Além da retaliação do Hezbollah, a Agência Nacional de Notícias (NNA) informou que uma pessoa morreu em um ataque de drone israelense que atingiu sua motocicleta na cidade de Sharqiyeh, no sul do Líbano.
Em paralelo, um ataque de drone israelense atingiu um prédio na cidade de Kfar Tebnit, distrito de Nabatieh, pouco depois da meia-noite desta sexta-feira, resultando no martírio do membro do conselho municipal Ali Abdul Latif Ghaith e ferindo seu filho Hassan.

Ataque aéreo israelense na rodovia Nabatieh–Habbouush–Deir Zahrani durante a noite causou grande destruição e danos severos à vítima
National News Agency
Em outro incidente, aviões de guerra das forças de Israel realizaram ataques aéreos ao amanhecer contra uma casa em Zefta-Nabatieh, destruindo-a completamente. Outros ataques foram relatados perto do cruzamento entre Zefta e Nabatieh.
Outro ataque aéreo também destruiu uma casa residencial em Maifadoun, no distrito de Nabatieh. Entretanto, a artilharia israelense posicionada perto da fronteira bombardeou intermitentemente os arredores de Nabatieh, bem como as cidades de Habboush e Kfar-Reman esta manhã.
Em mais uma ação, os ataques aéreos noturnos na rodovia Nabatieh-Habbouush-Zahrani causaram destruição generalizada. Diversos complexos residenciais, lojas e estabelecimentos comerciais ao longo de um trecho de mais de quatro quilômetros foram severamente danificados, alterando significativamente a aparência dos edifícios em ambos os lados da estrada.
Paralelamente aos ataques, as Forças Armadas de Israel renovaram seu alerta contra o uso de instalações médicas e ambulâncias para “atividades militares”, alegando que “o Hezbollah está usando ambulâncias extensivamente para fins militares como parte de suas operações”.
O comunicado afirmava que “se essa prática não cessar, Israel agirá de acordo com o direito internacional contra qualquer atividade militar realizada utilizando essas instalações”.
No entanto, a Sky News Arabia informou, citando a Organização Mundial da Saúde (OMS), que recebeu garantias de que dois hospitais em Beirute mencionados em uma ordem de evacuação israelense não serão alvos.
Mais de 300 pessoas foram mortas por bombardeios israelenses nas 24 horas seguintes ao anúncio do cessar-fogo na guerra com o Irã, na noite de terça-feira (07/04). O bombardeio, ostensivamente direcionado a alvos do Hezbollah, incluiu ataques com munições pesadas em áreas densamente povoadas, o que provocou indignação do Comitê Internacional da Cruz Vermelha e de outras organizações humanitárias internacionais.
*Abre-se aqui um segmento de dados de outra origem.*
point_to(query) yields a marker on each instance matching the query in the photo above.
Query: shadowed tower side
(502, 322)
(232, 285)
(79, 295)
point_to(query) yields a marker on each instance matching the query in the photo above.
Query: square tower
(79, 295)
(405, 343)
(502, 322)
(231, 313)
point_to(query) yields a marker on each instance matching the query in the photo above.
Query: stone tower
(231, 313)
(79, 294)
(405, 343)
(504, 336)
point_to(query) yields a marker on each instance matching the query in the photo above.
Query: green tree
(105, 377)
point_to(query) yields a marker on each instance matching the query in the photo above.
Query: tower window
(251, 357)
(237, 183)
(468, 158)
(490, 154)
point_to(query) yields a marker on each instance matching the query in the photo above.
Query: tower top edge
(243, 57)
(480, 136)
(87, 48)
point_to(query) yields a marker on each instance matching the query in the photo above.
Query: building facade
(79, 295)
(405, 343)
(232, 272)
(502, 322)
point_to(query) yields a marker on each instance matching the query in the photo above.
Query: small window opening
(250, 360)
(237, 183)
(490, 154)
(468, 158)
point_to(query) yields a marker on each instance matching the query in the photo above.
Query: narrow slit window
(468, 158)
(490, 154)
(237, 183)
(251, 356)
O ataque feroz ao Líbano ameaçou frustrar as esperanças de um fim negociado para a guerra no Irã, que começou com um ataque conjunto dos EUA e de Israel em 28 de fevereiro. Apesar das alegações do presidente dos EUA, Donald Trump, de que o cessar-fogo mediado pelo Paquistão havia representado um progresso significativo rumo a uma paz duradoura no Oriente Médio, a trégua parecia correr o risco de ruir já no primeiro dia.